Principal Component Anaylsis on Fruit Image Data
- Given RGB images of 100 fruits, Principal Component Anaylsis was performed, and the closest representations was obtained as a linear combination of the mean and the four eigenvectors corresponding to the four most significant eigenvalues of the covariance matrix. A MultiVariate Gaussian was fitted on the entire dataset of about 100 images.
- New fruit images were generated by random sampling, using the closest representations, which were distinct from any fruit in the dataset, but representative of the dataset.
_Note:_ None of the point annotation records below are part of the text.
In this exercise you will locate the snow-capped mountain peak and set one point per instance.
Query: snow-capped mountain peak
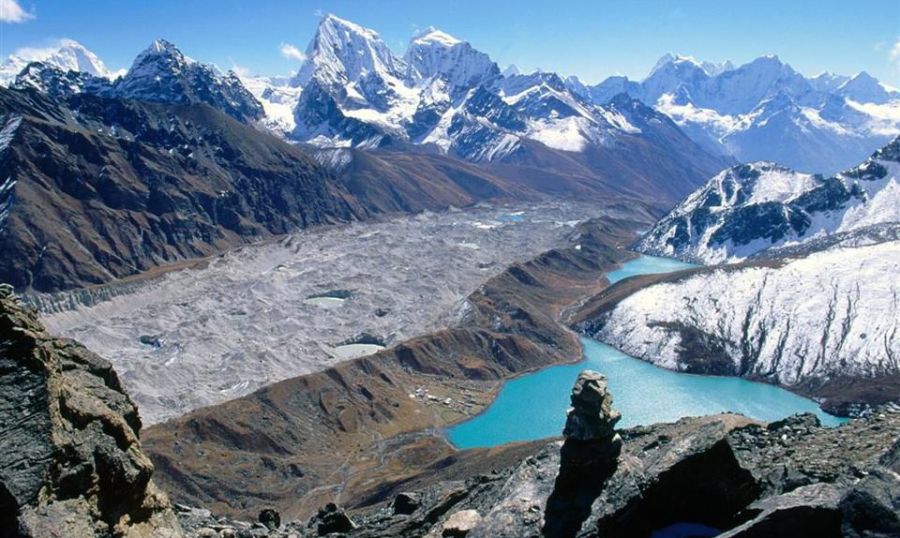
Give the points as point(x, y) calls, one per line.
point(751, 208)
point(344, 52)
point(436, 54)
point(66, 55)
point(864, 88)
point(433, 35)
point(160, 55)
point(162, 73)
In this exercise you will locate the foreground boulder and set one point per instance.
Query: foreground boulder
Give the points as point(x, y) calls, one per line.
point(70, 460)
point(587, 457)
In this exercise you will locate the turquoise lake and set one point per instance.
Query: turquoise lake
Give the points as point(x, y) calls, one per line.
point(534, 406)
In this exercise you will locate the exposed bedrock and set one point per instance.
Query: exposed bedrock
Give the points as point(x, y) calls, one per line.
point(71, 463)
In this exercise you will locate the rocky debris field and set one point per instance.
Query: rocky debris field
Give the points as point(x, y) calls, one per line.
point(260, 314)
point(826, 325)
point(71, 463)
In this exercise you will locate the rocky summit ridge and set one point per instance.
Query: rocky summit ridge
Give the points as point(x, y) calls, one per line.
point(721, 475)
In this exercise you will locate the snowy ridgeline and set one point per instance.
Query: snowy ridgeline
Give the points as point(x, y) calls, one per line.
point(264, 313)
point(750, 208)
point(833, 313)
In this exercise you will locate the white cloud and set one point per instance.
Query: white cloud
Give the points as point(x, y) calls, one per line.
point(11, 11)
point(895, 54)
point(291, 52)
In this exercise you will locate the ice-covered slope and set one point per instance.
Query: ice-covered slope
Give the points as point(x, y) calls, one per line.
point(834, 314)
point(448, 96)
point(765, 110)
point(161, 73)
point(69, 55)
point(435, 54)
point(753, 207)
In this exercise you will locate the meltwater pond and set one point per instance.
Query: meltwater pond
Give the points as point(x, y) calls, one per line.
point(534, 406)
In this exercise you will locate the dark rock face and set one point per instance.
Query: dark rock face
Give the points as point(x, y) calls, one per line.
point(133, 185)
point(270, 518)
point(406, 503)
point(71, 463)
point(723, 474)
point(331, 519)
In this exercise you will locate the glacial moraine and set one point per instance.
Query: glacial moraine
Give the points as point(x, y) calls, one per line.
point(646, 394)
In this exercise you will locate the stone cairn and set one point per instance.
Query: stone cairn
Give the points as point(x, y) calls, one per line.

Instructions to run code and theory is in report, and all the graphs are in results
Principal Component Analysis (PCA) for Fruit Images:
Consider the dataset provided within the folder data_fruit:
Each datum is an image of size 80 × 80 pixels with 3 color channels red (R), green (G), and blue (B), i.e., a 80 × 80 × 3 array. For PCA, each image should be resized to a vector of length 19200 .
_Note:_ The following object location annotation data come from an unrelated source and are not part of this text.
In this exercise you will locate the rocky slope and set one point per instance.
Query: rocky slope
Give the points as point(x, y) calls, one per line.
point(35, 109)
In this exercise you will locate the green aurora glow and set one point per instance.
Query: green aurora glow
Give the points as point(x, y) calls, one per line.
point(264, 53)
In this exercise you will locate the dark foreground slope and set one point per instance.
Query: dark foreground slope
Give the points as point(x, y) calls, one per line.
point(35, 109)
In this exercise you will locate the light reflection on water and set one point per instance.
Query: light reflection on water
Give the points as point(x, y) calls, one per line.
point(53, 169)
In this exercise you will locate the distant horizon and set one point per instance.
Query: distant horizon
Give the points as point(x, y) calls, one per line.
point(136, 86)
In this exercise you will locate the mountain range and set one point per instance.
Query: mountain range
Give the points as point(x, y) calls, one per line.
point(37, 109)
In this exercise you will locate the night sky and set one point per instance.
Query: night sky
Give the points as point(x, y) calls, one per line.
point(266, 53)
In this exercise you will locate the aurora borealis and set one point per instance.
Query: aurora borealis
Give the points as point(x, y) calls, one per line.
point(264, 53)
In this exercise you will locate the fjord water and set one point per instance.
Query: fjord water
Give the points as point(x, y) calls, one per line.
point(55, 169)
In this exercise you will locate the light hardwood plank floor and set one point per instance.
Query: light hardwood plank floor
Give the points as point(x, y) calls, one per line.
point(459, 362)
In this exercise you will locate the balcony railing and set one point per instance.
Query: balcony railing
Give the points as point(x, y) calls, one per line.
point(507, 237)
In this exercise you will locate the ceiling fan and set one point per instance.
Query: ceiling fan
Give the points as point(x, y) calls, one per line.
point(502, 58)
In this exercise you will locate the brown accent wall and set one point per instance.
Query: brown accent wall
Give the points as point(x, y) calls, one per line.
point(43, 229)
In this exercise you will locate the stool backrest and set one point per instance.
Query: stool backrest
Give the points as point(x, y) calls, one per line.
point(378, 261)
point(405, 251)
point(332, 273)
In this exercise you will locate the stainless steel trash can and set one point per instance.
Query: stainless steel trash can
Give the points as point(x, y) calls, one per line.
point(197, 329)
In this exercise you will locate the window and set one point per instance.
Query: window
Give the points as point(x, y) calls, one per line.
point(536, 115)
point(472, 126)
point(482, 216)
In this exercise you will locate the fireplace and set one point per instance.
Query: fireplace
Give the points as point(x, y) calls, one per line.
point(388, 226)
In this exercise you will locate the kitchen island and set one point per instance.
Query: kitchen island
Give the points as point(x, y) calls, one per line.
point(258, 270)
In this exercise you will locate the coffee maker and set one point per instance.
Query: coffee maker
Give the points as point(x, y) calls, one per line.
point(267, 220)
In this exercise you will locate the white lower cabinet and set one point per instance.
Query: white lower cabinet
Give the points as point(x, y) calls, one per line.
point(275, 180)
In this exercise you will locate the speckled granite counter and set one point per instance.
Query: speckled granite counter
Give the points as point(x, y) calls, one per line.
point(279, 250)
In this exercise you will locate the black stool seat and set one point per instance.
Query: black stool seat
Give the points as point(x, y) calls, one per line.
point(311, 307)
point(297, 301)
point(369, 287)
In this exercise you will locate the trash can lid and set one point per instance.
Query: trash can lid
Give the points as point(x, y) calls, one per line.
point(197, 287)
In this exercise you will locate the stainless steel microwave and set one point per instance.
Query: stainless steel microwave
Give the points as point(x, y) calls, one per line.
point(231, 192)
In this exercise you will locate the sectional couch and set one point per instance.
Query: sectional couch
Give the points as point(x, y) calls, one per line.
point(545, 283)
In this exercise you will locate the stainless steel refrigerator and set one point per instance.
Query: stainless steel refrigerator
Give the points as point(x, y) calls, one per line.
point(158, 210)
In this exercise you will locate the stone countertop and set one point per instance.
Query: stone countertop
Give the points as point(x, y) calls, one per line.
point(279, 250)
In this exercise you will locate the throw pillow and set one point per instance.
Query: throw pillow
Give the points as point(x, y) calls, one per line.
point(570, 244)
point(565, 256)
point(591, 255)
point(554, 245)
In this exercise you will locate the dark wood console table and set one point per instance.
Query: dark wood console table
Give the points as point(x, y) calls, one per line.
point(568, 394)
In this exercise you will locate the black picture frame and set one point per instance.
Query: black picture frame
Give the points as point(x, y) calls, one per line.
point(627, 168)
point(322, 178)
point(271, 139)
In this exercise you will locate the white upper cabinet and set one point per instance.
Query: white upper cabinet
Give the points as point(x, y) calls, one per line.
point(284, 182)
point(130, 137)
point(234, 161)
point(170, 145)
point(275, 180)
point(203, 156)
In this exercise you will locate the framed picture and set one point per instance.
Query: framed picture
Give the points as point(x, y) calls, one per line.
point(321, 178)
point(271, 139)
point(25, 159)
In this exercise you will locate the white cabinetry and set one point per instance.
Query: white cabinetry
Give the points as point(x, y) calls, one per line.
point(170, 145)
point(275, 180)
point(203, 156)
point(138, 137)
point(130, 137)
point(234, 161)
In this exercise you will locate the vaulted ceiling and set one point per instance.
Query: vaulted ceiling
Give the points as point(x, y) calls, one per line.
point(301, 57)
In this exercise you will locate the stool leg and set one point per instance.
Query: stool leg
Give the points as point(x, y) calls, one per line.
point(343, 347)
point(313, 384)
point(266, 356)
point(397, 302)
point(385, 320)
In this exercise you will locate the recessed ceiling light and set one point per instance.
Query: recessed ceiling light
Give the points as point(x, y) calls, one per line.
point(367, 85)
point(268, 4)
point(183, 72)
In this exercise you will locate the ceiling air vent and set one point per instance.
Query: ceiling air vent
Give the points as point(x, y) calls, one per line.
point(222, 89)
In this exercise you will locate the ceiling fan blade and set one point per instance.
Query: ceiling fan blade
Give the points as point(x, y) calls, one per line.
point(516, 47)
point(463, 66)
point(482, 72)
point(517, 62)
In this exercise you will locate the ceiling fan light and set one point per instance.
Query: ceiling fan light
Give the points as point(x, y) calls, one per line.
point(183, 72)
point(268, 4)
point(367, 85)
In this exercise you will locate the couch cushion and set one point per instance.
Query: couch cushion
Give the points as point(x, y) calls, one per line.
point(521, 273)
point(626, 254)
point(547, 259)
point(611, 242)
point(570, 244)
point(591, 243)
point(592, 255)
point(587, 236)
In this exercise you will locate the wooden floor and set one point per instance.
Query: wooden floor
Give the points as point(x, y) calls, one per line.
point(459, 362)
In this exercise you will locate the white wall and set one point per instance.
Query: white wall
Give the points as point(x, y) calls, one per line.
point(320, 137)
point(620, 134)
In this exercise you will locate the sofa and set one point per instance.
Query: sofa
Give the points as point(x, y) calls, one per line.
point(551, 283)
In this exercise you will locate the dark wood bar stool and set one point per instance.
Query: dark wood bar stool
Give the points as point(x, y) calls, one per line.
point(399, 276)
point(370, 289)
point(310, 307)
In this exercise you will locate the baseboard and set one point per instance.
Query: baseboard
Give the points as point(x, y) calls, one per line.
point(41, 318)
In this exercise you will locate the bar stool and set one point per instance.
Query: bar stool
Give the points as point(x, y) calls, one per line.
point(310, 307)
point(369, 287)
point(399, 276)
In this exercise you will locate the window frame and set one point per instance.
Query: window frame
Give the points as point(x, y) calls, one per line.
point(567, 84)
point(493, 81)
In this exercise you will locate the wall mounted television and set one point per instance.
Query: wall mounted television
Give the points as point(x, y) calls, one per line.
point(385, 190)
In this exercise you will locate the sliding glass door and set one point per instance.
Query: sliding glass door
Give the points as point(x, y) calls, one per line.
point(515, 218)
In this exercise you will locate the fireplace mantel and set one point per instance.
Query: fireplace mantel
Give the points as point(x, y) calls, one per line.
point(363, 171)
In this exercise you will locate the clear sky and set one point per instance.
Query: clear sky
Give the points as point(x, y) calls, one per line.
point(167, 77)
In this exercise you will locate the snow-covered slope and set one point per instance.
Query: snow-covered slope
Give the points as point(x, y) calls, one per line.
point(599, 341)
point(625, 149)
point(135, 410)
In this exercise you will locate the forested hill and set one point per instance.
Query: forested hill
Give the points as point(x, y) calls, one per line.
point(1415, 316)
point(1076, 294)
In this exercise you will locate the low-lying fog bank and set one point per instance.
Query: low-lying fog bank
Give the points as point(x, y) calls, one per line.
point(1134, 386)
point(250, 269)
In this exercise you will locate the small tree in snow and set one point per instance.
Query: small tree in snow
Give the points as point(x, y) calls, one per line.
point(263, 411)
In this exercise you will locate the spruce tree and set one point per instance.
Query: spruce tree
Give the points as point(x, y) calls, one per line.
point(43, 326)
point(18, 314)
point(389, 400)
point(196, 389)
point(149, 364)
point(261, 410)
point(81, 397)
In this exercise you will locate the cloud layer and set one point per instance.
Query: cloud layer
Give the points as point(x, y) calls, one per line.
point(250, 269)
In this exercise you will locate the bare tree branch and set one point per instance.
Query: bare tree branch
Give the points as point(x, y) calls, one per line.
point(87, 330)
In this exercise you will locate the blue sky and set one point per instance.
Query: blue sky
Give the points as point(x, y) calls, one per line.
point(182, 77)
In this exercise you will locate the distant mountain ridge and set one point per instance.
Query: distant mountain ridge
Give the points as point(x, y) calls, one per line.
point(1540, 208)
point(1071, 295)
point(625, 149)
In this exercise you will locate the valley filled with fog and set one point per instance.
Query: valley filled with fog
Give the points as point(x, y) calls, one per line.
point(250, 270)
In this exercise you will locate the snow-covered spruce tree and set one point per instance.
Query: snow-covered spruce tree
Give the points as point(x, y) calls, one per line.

For visualization, reshape each vector back to a RGB image of size 80 × 80 pixels using the function reshape(), followed by a shift and rescaling of the values into the range [0, 1], followed by displaying the matrix using the function image().
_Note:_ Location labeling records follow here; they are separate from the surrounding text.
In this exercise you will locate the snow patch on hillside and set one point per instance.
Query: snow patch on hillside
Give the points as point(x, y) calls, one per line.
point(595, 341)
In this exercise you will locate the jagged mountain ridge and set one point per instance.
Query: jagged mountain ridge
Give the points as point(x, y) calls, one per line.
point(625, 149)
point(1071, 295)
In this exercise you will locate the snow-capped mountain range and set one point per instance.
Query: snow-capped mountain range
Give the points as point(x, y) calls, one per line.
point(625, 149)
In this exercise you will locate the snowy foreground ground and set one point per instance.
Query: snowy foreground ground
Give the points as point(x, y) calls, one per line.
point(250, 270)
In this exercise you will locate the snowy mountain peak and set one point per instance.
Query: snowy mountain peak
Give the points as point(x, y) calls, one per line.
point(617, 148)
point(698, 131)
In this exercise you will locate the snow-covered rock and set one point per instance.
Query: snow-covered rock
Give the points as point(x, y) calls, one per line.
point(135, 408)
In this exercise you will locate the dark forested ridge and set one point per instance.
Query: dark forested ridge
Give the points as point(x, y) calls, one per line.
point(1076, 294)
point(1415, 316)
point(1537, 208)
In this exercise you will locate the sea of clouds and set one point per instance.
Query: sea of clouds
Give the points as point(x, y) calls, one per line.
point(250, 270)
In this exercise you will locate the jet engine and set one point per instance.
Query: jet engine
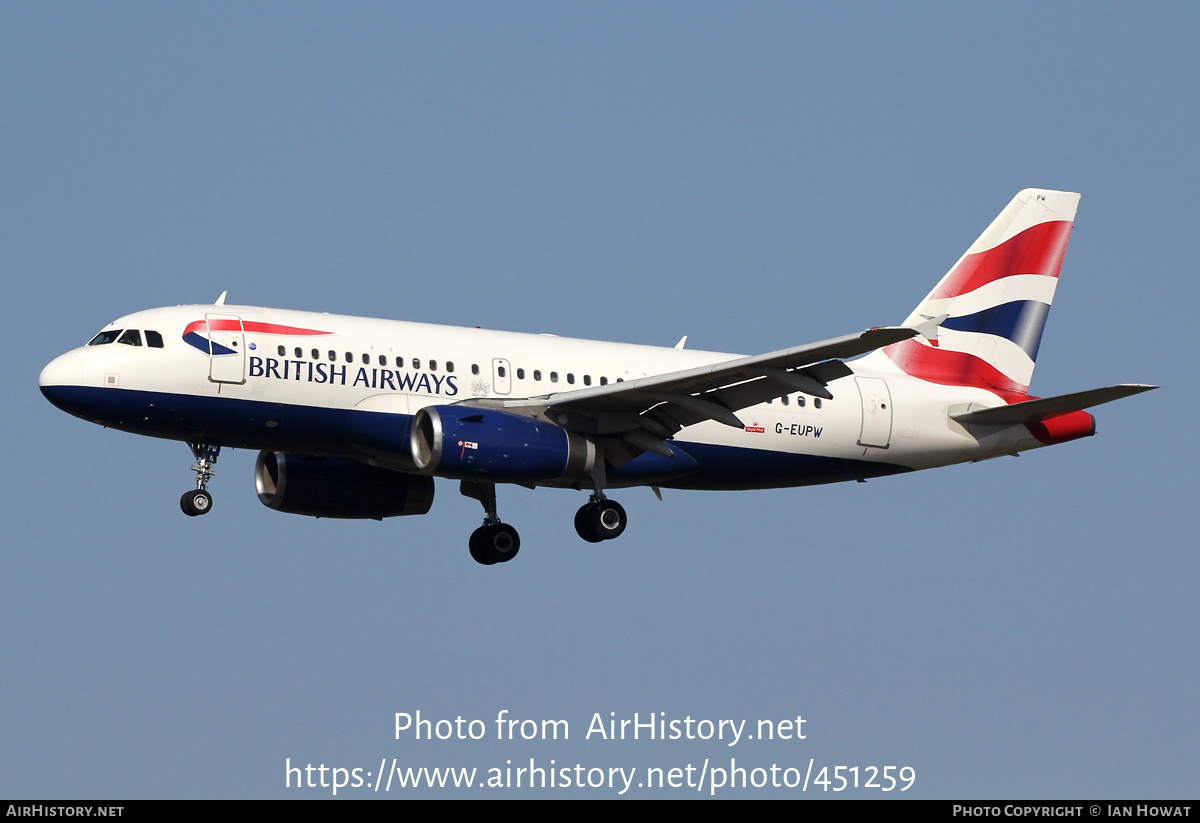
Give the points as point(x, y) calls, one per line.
point(339, 487)
point(484, 444)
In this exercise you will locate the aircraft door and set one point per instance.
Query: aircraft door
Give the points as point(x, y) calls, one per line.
point(876, 412)
point(227, 348)
point(502, 376)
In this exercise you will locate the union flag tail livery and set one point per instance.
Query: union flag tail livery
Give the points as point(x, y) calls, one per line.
point(355, 418)
point(985, 317)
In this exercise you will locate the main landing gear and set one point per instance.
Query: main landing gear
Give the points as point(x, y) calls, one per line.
point(600, 518)
point(493, 541)
point(198, 502)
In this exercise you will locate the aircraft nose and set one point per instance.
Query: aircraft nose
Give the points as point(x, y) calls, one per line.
point(60, 380)
point(64, 371)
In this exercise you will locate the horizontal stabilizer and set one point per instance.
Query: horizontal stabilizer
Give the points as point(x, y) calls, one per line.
point(1048, 407)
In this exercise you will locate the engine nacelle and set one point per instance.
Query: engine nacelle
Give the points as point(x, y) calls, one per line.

• Find the mean μ, the covariance matrix C, and the the first 4 eigenvectors of C.
Display the mean and the eigenvectors as images (side by side, in the same figure);
Find the first 10 eigenvalues, sort them, and plot their values on a graph.
• For each fruit image in the dataset, finds its closest representation as a linear combination of the mean and the first 4 eigenvectors. Use the measure of closeness as the Frobenius norm of the difference. Describe the algorithm used to produce this closest representation in mathematical terms and describe the logic behind your algorithm. Display the original fruit image and its closest representation, as images (side by side, in the same figure).
• Using all of the top 4 eigenvectors and the mean image, sample random images from the multivariate Gaussian to generate new images of "fruit". Display three such images that are distinct from any image in the given the dataset, but are representative of the dataset and can be considered as that of a new / generated fruit.